The Graves Amendment states in pertinent part that:
(a) In general.- An owner of a motor vehicle that rents or leases the vehicle to a person (or an affiliate of the owner) shall not be liable under the law of any State or political subdivision thereof, by reason of being the owner of the vehicle (or an affiliate of the owner), for harm to persons or property that results or arises out of the use, operation, or possession of the vehicle during the period of the rental or lease, if —
(1) the owner (or an affiliate of the owner) is engaged in the trade or business of renting or leasing motor vehicles; and
(2) there is no negligence or criminal wrongdoing on the part of the owner (or an affiliate of the owner).49 U.S.C. § 30106(a).
Plaintiffs have not asserted any criminal wrongdoing on behalf of U-Haul. Nor have they alleged sufficient facts to support a claim that U-Haul itself was independently negligent. Plaintiffs instead seek to hold U-Haul liable solely on the theory that it owned the truck driven by Defendant Leach at the time of the subject accident. See Pls.' Compl. Such state law vicarious liability claims are preempted by the Graves Amendment. See Garcia v. Vanguard Car Rental USA, Inc., 540 F.3d 1242, 1245 (11th Cir. 2008); see also Hagen v. U-Haul Co. of Tenn., No. 08-cv1197, 2009 WL 211094, at *15 (W.D. Tenn. Jan. 28, 2009) ("[T]he Court agrees that, under the "Graves Amendment," U-Haul International cannot be held vicariously liable for mere ownership of the truck."); Flagler v. Budget Rent a Car System, Inc., 538 F. Supp. 2d 557, 558 (E.D. N.Y. 2008) ("There is no question but that the Graves Amendment preempts state laws that impose vicarious liability on businesses that rent or lease vehicles.").
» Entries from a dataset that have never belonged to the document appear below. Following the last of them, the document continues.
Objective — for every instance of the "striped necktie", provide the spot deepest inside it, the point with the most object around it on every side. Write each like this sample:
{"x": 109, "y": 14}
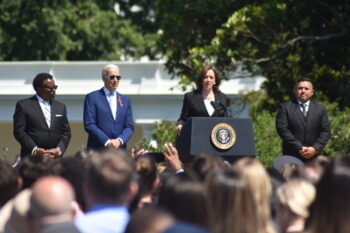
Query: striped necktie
{"x": 113, "y": 103}
{"x": 47, "y": 112}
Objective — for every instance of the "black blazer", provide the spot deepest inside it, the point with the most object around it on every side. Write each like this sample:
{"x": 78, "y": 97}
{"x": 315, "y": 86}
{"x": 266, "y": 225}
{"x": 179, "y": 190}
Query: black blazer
{"x": 31, "y": 129}
{"x": 297, "y": 131}
{"x": 193, "y": 106}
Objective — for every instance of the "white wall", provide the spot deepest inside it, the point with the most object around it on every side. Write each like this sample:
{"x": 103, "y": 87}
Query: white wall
{"x": 154, "y": 95}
Based upon the foregoing, Plaintiffs' claims against U-Haul are barred by the Graves Amendment and must be dismissed.
III. CONCLUSION
After thorough consideration of U-Haul's Motion, the pleadings, submissions, and relevant legal authorities, the Court concludes that Defendant U-Haul's Motion must be granted pursuant to Federal Rule of Civil Procedure 12(b)(6).
IT IS, THEREFORE, ORDERED AND ADJUDGED that, for the reasons stated more fully herein, the Motion [5] of Defendant U-Haul International, Inc., to Dismiss Pursuant to Rule 12(b)(6), filed on or about September 22, 2008, in the above captioned cause, should be and is hereby GRANTED, and Plaintiffs' claims against said Defendant are hereby DISMISSED.